After dissolving the government and assuming direct power earlier this year, King Gyanendra is promising to restore democracy to Nepal. The BBC reports that the King’s decision was announced after India promised to resume military supplies to the South Asian state. According to the King, the Nepalese government has already called for municipal elections, and the lifting of emergency measures – which he said were put in place to protect the national democracy from Maoist rebels – would take place “in due course.”
April 25:
Mounting criticism over Prime Minister Thaksin Shinawatra’s handling of unrest in Thailand’s restive south has prompted the government to establish a bipartisan commission aimed at defusing domestic tensions. The
Christian Science Monitor reports that former Thai premier Anand Panyarachun has been tapped to head the so-called “National Reconciliation Commission,” whose 49 members span the country’s political, religious and social spectrums.
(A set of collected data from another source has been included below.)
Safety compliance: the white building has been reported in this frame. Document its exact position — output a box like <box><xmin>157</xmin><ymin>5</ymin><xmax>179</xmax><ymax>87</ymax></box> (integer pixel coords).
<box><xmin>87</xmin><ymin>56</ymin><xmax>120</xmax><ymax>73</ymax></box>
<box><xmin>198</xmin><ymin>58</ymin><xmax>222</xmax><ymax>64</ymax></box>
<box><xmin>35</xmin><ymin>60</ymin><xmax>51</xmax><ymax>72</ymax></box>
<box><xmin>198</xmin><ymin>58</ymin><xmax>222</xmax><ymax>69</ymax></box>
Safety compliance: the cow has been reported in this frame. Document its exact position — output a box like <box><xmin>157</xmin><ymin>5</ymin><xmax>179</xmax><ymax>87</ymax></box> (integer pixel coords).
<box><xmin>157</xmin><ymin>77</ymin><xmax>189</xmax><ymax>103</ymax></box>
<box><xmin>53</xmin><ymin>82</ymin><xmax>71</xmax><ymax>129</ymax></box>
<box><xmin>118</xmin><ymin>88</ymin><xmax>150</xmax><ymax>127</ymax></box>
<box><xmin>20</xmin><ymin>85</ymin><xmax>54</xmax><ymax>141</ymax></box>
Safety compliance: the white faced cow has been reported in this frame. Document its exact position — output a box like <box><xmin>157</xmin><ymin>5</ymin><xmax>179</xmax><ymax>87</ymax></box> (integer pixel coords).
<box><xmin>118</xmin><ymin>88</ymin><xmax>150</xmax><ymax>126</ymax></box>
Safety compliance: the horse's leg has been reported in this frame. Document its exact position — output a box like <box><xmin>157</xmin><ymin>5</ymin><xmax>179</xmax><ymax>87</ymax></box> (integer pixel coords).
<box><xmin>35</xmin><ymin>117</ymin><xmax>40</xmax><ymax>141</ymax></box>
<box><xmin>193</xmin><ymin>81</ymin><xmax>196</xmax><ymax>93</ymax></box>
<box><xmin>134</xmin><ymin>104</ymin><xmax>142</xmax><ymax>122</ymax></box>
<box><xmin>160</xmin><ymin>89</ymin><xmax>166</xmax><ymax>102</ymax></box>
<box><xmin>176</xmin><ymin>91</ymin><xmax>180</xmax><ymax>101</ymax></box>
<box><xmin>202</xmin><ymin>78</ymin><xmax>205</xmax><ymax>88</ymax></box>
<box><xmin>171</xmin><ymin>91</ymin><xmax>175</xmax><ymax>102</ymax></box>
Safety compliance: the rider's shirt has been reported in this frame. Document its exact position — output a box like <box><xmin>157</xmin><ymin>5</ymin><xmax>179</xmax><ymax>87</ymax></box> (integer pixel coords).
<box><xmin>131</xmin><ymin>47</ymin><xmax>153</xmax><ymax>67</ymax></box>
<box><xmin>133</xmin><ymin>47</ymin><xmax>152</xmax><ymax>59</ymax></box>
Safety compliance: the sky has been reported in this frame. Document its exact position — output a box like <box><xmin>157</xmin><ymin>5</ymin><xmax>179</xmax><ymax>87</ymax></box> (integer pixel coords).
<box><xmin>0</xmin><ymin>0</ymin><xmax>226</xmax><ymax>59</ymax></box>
According to its new chairman, the commission will spend several months exploring the roots of the conflict, and give non-binding recommendations to the government. “The work of the panel is not to provide instant solutions,” Panyarachun has explained. Rather, “[w]e are looking for sustained peace.”
April 28:
Officials in Japan have announced plans to participate in the region’s most prominent military war games, the Agence France Presse reports. The annual 11-day “Cobra Gold” maneuvers, held cooperatively by the United States and Thailand, will focus this year on coordinated disaster relief and humanitarian assistance. Japan’s Self-Defense Forces (SDF), which have participated in the maneuvers since 2001 as observers, will “formally participate in the drill for the first time,” Yoshinori Ono, Director-General of the SDF, has disclosed. Currently, Japan plans to send 25 air, ground and maritime forces to the exercise.
April 29:
The Taipei Times reports that the rebel Shan government which declared independence from Burma earlier
in April is appealing to the international community for recognition. “We are in the process of seeking recognition from a number of countries including the United Nations,” Hkun Hom, foreign minister of the provisional government of the Shan state in Burma’s northeast, has told reporters. Shan Prince Surkhanpha, son of the country’s first post-independence president, formally announced the independence of the small quasi-autonomous region, which is home to some eight million people, in mid-April.